JEFF PEARLMAN

JEFF PEARLMAN

My lowest moments as a journalist

I’ve always been a big fan of self-deprecation. It’s a quality I love seeing in others, and one I try and foster within myself. Sometimes, people who are self-deprecating seem to be trying to hide something—embarrassment, discomfort, a character flaw. However, most have come across a truism that I am glad to have discovered in my older age: Truth sets one free.

Hence, I present my five lowest moments as a journalist (in reverse order):

5. In 1994, I was the cocky, mistake-prone editor of the University of Delaware student newspaper, The Review. There was a fraternity on campus known as Pika, and one of its members was being charged with rape. On a late deadline night I was typing in headlines, almost certainly with my eyes half closed and my mind dreaming of bed. Well, the paper comes out the next day, and my roommate is holding a copy. He says, “Is this headline right?” It was a quote from the Pika president reading “We still believe he is not innocent.” It was supposed to read, “We still believe he is innocent.” Ugh.

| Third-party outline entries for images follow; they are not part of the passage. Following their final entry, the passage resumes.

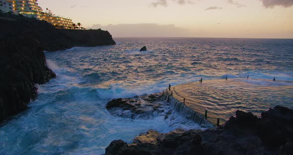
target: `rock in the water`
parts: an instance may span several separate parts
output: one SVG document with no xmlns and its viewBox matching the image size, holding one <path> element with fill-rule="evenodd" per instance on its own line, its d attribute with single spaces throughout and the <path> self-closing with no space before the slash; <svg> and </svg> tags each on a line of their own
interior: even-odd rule
<svg viewBox="0 0 293 155">
<path fill-rule="evenodd" d="M 144 47 L 143 47 L 143 48 L 142 48 L 141 49 L 141 50 L 140 50 L 140 52 L 146 51 L 146 47 L 144 46 Z"/>
<path fill-rule="evenodd" d="M 164 97 L 162 93 L 158 93 L 131 98 L 114 99 L 107 103 L 106 108 L 114 116 L 148 119 L 153 117 L 154 111 L 164 110 L 162 103 L 154 101 L 161 101 Z"/>
<path fill-rule="evenodd" d="M 292 155 L 293 121 L 293 110 L 279 106 L 263 113 L 261 119 L 237 111 L 217 129 L 178 129 L 166 134 L 149 130 L 133 144 L 119 141 L 118 142 L 112 142 L 106 155 Z"/>
</svg>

4. I was sent to San Francisco by Sports Illustrated to try and get Barry Bonds to speak to the magazine for the first time in years. It was a longshot, but I somehow got Barry to sit down and talk. Well, I’m up all night writing the damn story, and the next morning I anxiously take a call from my editor. I’ve poured my heart and soul and pen into this story, and what does he say, “Pearlman, if we wanted you to give Barry Bonds a blowjob, we woulda brought him to the streets of New York!!!!”

3. While serving as a music writer for The Tennessean in Nashville, I write a piece on how the local theatre is offering a summer concert series that is boring, lame and way too similar to the previous year’s venue. On the day it runs, the PR woman for the music venue, Starwood Ampitheatre, called The Tennessean and threatens to pull its advertising if we don’t run a follow-up. The next morning, we run a huge feature on Starwood’s inspiring lineup—and I’m demoted to the late-night cops beat.

2. I am hired by Newsday to roam New York City and write 3,000-word pieces on the vibe and essence and characters of the town. It is the best gig in the history of journalism. Within two years, they want 500-word snippets on Jessica Simpson’s hair.

1. I am 24-years old and working in The Tennessean‘s feature department. I have a friend, Sheila, who always leaves her computer on at night. One evening I’m working late and no one is around. Sheila’s computer is on, and I send a message from Sheila to Sheila that reads something like, “F— off.” I think this is uproarious. The next morning I arrive at the office and everything is very quiet. Turns out Sheila had something of a stalker, and they were trying to determine whether he had been after her. The reason? A threatening note on her computer. That confession was … the … absolute … worst … thing … ever.